Photographie

Les aventures de deux cousines à la Fondation Henri Cartier-Bresson

Par Christine Coste · Le Journal des Arts

Le 26 mars 2024 - 653 mots

PARIS

Alessandra Sanguinetti a documenté dans une grande proximité avec son sujet la vie de deux fillettes qui grandissent dans une Argentine rurale.

Alessandra Sanguinetti, Juana's bed, 2004. © Alessandra Sanguinetti / Magnum Photos
Alessandra Sanguinetti, Juana's bed, 2004.
© Alessandra Sanguinetti / Magnum Photos

Paris. Alessandra Sanguinetti est née à New York en 1968. Deux ans après, sa famille déménageait à Buenos Aires où elle a grandi et vécu jusqu’en 2002 avant de s’installer en Californie. Les exploitations agricoles de ses parents dans la région de Buenos Aires, cadres marquants de son enfance, ont fourni la matière à l’un de ses premiers projets et livres : « On the Sixth Day » (« au sixième jour »), sur la vie de la ferme du point de vue des animaux. C’est au cours de la réalisation de ce projet qu’elle a croisé pour la première fois, en 1996, Guille et Belinda, deux cousines alors âgées de 4 et 5 ans. Trop concentrée sur son reportage en cours, elle s’est peu intéressée aux fillettes à ce moment-là. Elle les avait photographiées sans en retenir les images. Leur manière d’être « impressionnantes et bien vivantes généra toutefois une foule de questions, d’idées et d’images », dit-elle rétrospectivement. Depuis, la photographe membre de l’agence Magnum documente leur vie au fil de ses séjours en Argentine, et « Les Aventures de Guille et Belinda » sont devenues le projet phare d’un travail régulièrement exposé et édité.

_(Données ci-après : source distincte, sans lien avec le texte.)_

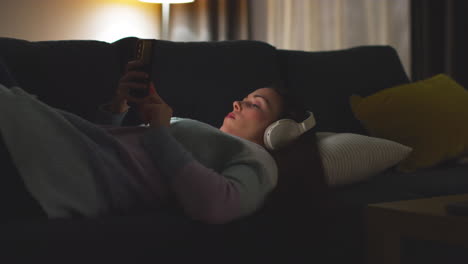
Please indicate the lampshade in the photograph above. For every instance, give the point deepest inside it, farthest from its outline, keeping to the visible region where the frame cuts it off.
(167, 1)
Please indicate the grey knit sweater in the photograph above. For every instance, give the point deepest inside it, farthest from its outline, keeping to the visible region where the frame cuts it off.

Les 49 photographies sélectionnées par Clément Chéroux et Pierre Leyrat pour l’exposition de la Fondation Henri Cartier-Bresson couvrent vingt-quatre années de complicité et de plaisir « qu’elles ont eus à créer des images ensemble », comme les trois protagonistes de ces « aventures » le soulignent dans le livre d’entretiens Over Time/Au fil du temps (éd. Mack, 2024), entretiens menés par le directeur de la fondation et le responsable des expositions. « Cela nous permettait de laisser libre cours à notre imagination et de faire preuve de créativité avec des moyens limités », précise Belinda Stutz – et « de renforcer les liens entre Belinda et moi », ajoute Guillermina Aranciaga.

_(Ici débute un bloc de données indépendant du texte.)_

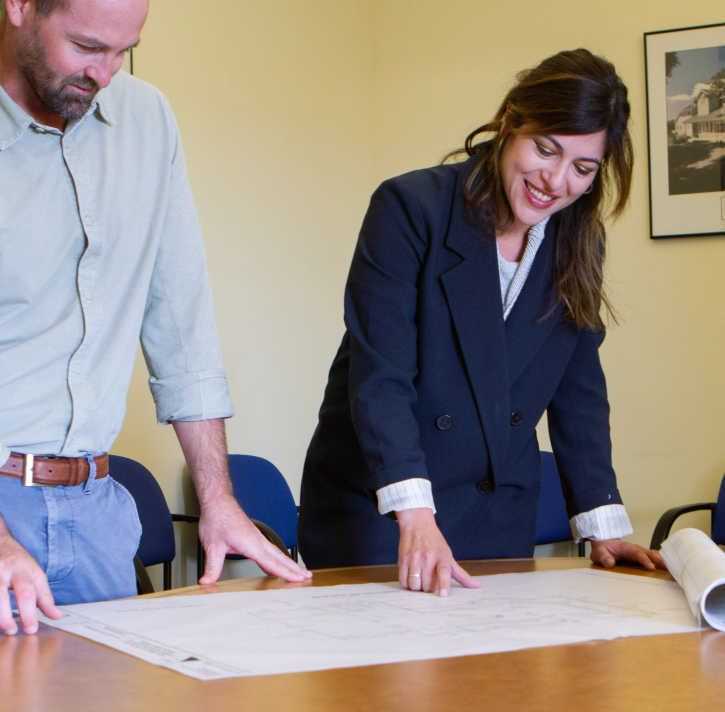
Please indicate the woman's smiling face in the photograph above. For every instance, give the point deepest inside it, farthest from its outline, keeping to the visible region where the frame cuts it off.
(543, 174)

Alessandra Sanguinetti, The Funeral, 1999. © Alessandra Sanguinetti / Magnum Photos
Alessandra Sanguinetti, The Funeral, 1999.
© A. Sanguinetti / Magnum Photos
L’imaginaire de l’enfance, chez la photographe aussi

Le développement chronologique sur les cimaises de la Fondation Henri-Cartier-Bresson voit les fillettes grandir et devenir mère. Les images allégoriques des histoires qu’elles inventaient avec Alessandra Sanguinetti lorsqu’elles étaient enfant laissent place, à partir de l’adolescence, à des photographies plus documentaires et aux étapes marquantes de leur vie de jeune fille puis de jeune femme, se mariant ou posant enceinte. On les suit dans leur évolution, capté par le souffle de vie des images et de ce qu’elles suggèrent de l’imaginaire de l’enfance, à l’âge où l’on se crée des fictions, avant que ne pointent, à l’adolescence, l’ennui ou d’autres rêves. Le regard de la photographe n’a rien perdu de celui de l’enfant qu’elle a été ni oublié cette période de sa vie déjà explorée dans d’autres expositions et publications. À la fondation, les « Aventures de Guille et Belinda » font la part belle aux images correspondant à la période de l’enfance des deux cousines, images contenues dans le premier volume publié et sous-titré The Enigmatic Meaning of Their Dreams (« l’énigmatique sens de leurs rêves », Nazraeli Press, 2010, non traduit). Un tiers du parcours est réservé aux photographies du second volume (« l’illusion d’un été éternel », éd. Mack, 2020, non traduit), sur leur vie de jeune fille et de jeune mère, qu’accompagnent quatre ou cinq vues de paysages ou de la vie de la ferme parmi lesquelles celle d’une table dressée, aux assiettes resserrées, n’attendant plus que ses convives.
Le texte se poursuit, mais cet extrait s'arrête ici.